I've always been a t-shirt and jeans kind of girl. My entire freshman year of high school was spent in such attire, topped off by a big, bouncing ponytail of nearly black hair. The truth is, I had no idea what to do with myself when I wasn't on a court, volleyball or basketball. At practice, all the girls were in shorts and tees. It leveled us. We were measured by skill and stamina. Out in the world, though, society snorted at my extremely casual approach to wardrobe.

But I was practically oblivious to that at the time.
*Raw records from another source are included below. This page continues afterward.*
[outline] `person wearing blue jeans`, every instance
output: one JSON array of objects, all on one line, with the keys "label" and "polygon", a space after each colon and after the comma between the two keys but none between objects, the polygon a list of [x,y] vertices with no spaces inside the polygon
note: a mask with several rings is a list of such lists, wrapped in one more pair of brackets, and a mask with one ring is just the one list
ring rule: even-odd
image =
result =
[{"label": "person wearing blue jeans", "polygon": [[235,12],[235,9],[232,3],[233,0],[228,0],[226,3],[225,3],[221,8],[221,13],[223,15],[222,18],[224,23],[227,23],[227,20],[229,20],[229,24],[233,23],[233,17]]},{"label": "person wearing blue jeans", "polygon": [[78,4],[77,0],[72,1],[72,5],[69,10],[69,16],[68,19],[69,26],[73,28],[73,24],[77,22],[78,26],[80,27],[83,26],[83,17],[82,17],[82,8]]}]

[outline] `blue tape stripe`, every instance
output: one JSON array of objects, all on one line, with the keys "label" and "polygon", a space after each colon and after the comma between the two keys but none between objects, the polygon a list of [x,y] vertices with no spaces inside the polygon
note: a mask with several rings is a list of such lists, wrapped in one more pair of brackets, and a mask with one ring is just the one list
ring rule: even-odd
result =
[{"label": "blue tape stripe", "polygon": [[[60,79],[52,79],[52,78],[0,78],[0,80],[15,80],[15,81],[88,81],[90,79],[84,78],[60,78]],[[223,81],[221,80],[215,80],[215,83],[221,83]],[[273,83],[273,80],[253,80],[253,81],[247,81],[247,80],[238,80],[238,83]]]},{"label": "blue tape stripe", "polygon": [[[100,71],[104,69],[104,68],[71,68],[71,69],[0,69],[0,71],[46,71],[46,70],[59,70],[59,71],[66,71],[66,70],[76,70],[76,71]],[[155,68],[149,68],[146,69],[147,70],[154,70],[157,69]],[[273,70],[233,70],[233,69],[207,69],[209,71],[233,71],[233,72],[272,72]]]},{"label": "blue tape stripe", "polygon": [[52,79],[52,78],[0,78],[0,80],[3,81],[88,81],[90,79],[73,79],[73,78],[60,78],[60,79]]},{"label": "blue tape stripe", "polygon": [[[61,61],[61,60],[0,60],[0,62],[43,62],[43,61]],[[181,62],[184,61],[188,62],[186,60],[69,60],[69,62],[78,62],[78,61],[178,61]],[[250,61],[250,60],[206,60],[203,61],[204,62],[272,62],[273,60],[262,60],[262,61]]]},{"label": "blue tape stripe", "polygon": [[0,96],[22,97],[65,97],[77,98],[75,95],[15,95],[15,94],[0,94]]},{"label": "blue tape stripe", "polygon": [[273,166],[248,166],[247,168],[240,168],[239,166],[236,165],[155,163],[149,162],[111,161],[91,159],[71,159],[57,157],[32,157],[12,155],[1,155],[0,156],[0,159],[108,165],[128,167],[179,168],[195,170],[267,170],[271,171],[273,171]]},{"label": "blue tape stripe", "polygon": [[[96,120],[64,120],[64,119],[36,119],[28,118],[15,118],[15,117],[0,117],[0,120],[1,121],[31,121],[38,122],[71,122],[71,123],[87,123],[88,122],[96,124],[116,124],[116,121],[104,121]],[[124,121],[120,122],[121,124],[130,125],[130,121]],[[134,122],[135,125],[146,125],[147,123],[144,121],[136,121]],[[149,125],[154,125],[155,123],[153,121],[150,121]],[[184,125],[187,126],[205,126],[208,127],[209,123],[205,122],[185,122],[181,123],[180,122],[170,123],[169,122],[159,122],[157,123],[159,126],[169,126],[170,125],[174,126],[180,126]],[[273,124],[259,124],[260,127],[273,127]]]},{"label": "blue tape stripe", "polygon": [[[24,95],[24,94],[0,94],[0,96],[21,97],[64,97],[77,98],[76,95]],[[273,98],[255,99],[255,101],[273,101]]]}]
When the Newark Memorial High School Varsity Women's Basketball team made it to the North Coast Section championships in 1998, I was pulled up from the JV team to go on the road with them. It was a huge honor for a freshman. The juniors and seniors on varsity took me under their wings like the plain, t-shirted duckling I was. On bus rides, they taught me how to French braid hair, how to wear my warms ups so that I looked like an athlete with skillz rather than a newbie who felt compelled to keep her shirt tucked in. The t-shirt we received for participation in NCS that year was and is a treasure to me.

Later that year, one of those girls, the loveliest and liveliest among them, died in a car accident. Ann. She was a senior, and everyone knew and cherished her. Her funeral was the first I'd ever been to. I went with the girls from the basketball team and wore a dress I borrowed from a teammate. She was buried in her basketball jersey, something I hadn't been prepared for as I approached the casket. I fell into the arms of one of the coaches. Afterwards, I sat on the counter in the kitchen and talked to my parents about death and Heaven and why I didn't think I'd ever be the same.

I kept the dress I borrowed to wear to Ann's memorial service the next week, held after school in the giant auditorium. It was the one day all year that I "did" my hair... meaning that I blew it dry and left it in a thick, chestnut cloud around my tear-streaked face. I also wore dangly, gold, dreamcatcher earrings. Very un-Audrey. They were more delicate than I hoped I'd ever be then, so light I couldn't feel them... I kept reaching up to make sure I hadn't lost one. Coincidentally, our swim team picture was taken that day. I'm dead center in that photo, and my face is oddly serene. My world was reeling. I had a boyfriend. I knew how to French braid hair. I was preparing to spend all summer in the pool playing water polo and working on my freestyle stroke. The girl I considered to be my hero was dead. You can't imagine how good it felt to get home and slip back into a t-shirt.

These are the things I'm thinking as I prepare to get some sleep tonight. I am soothed by the soft caress of my t-shirt and touched by the memories it evokes in me.